*Episode 6

Maria kembali menutup lemari itu setelah dia tahu apa isi dari lemari tersebut. Tangannya bahkan dangat engan hanya untuk menyentuh pakaian yang ada dalam lemari itu. Jangankan memakainya, menyentuh saja sepertinya sangat berat.

"Tidak bisa. Aku harus belanja agar Maria ini bisa merasakan jadi anak manja yang sesungguhnya. Mana ada anak manja dari orang kaya yang terlihat begitu miskin seperti ini. Aku yang hidup sederhana saja punya banyak pakaian yang bagus-bagus."
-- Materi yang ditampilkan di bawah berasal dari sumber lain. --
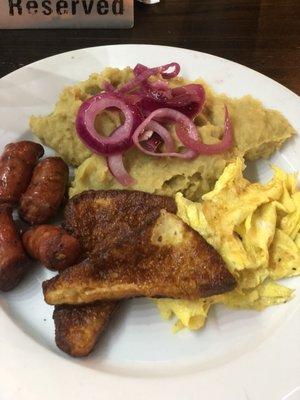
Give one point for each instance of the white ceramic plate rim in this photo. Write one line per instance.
(29, 371)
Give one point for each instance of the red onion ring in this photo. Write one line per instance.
(117, 169)
(121, 139)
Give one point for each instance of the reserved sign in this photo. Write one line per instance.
(66, 14)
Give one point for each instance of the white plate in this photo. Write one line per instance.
(239, 355)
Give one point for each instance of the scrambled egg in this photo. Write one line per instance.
(256, 229)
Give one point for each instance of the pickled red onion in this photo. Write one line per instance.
(190, 138)
(121, 139)
(146, 73)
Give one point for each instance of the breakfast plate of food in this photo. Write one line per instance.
(149, 228)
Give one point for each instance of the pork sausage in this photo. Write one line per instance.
(45, 192)
(13, 260)
(16, 166)
(52, 246)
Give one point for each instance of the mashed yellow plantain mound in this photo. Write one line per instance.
(255, 227)
(257, 132)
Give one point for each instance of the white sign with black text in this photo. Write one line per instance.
(66, 14)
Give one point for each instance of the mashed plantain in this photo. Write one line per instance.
(257, 132)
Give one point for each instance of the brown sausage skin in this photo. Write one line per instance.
(45, 192)
(13, 260)
(52, 246)
(16, 166)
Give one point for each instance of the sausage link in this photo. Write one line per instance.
(16, 166)
(52, 246)
(13, 260)
(45, 192)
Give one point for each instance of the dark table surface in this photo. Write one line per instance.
(264, 35)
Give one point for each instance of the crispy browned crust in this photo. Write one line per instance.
(103, 219)
(136, 265)
(78, 328)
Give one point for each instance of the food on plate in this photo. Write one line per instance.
(78, 328)
(16, 165)
(46, 191)
(163, 258)
(190, 231)
(13, 260)
(258, 132)
(102, 220)
(52, 246)
(254, 227)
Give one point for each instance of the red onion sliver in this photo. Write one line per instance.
(188, 99)
(164, 135)
(108, 87)
(152, 143)
(149, 124)
(146, 73)
(117, 169)
(191, 140)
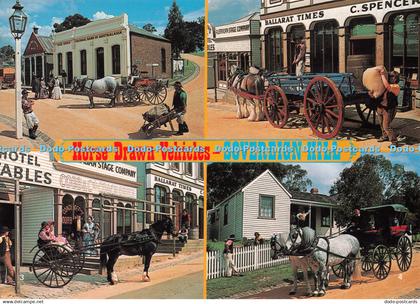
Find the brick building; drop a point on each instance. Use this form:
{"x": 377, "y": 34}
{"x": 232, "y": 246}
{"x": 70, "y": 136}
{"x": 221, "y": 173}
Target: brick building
{"x": 110, "y": 47}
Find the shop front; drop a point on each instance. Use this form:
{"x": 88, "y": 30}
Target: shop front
{"x": 231, "y": 46}
{"x": 344, "y": 36}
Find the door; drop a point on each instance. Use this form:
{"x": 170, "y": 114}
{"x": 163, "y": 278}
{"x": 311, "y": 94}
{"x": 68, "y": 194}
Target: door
{"x": 69, "y": 67}
{"x": 100, "y": 63}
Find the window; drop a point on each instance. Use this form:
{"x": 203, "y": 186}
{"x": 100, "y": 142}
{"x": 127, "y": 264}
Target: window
{"x": 83, "y": 62}
{"x": 163, "y": 60}
{"x": 266, "y": 206}
{"x": 225, "y": 214}
{"x": 201, "y": 170}
{"x": 116, "y": 60}
{"x": 60, "y": 62}
{"x": 325, "y": 217}
{"x": 188, "y": 169}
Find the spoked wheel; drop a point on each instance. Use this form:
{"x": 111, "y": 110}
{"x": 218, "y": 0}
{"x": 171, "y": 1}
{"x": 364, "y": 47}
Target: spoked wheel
{"x": 367, "y": 262}
{"x": 339, "y": 270}
{"x": 323, "y": 107}
{"x": 131, "y": 97}
{"x": 54, "y": 266}
{"x": 156, "y": 95}
{"x": 404, "y": 253}
{"x": 275, "y": 106}
{"x": 381, "y": 262}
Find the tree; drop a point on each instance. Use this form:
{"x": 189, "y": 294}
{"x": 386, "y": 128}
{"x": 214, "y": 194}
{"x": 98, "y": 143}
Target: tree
{"x": 75, "y": 20}
{"x": 175, "y": 29}
{"x": 223, "y": 179}
{"x": 149, "y": 27}
{"x": 373, "y": 180}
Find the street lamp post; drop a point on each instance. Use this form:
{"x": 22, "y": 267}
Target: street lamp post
{"x": 17, "y": 24}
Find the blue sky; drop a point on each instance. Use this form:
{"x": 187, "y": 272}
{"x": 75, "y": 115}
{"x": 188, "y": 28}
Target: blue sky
{"x": 323, "y": 175}
{"x": 226, "y": 11}
{"x": 44, "y": 13}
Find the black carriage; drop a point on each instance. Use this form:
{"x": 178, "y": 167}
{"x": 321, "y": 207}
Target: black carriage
{"x": 384, "y": 236}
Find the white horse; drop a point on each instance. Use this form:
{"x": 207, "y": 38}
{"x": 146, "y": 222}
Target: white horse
{"x": 101, "y": 86}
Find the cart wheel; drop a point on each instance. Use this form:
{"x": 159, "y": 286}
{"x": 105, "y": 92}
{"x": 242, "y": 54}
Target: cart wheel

"Eh, iya. Walaupun itu semua pilihan mama sih. Semua pakaian milikku mama yang belikan," ucap Maria sambil senyum nyengir kuda pada dirinya sendiri.

Dia mondar-mandir di kamar sambil berusaha memikirkan apa yang harus dia lakukan sekarang. Memutar otak untuk melawan orang jahat, itu memang gampang-gampang susah. Apalagi identitas yang dia miliki saat ini adalah Maria yang selalu saja diperhatikan sekecil apapun kesalahan yang dia perbuat.

"Ah, apa pedulinya aku dengan identitas Maria. Karena aku yang sudah masuk ke sini. Maka aku harus menjalankan identitas Maria sesuai keinginan aku."

"Huh ... semangat Lila. Berantas semua kejatahan dan ketidak adilan ini. Yah, meskipun ini cuma novel, tapi kamu hidup di sini sekarang. Ayo Lila! Ayo! Mana sikap tegas yang kamu miliki. Bikin mereka semua tidak berkutik Lila."

Maria tersenyum karena telah berhasil mengusir pikiran kacau dalam dirinya. Sekarang, tujuan Maria sudah bulat. Dia akan mencari cara agar orang-orang yang tinggal di rumahnya bisa dia usir keluar dari rumah ini satu persatu.

___

Sore itu, seperti yang sudah dia pikirkan sebelumnya. Dia di panggil ke ruang keluarga oleh si paman karena laporan dari sepupu juga bibi yang pintar bersandiwara.

Saat sampai ke ruangan tersebut, dia melihat pamannya duduk dengan wajah kusut karena menahan emosi. Sementara bibi dan sepupunya sedang memasang wajah sedih yang begitu tertindas dengan posisi yang saling berpelukan.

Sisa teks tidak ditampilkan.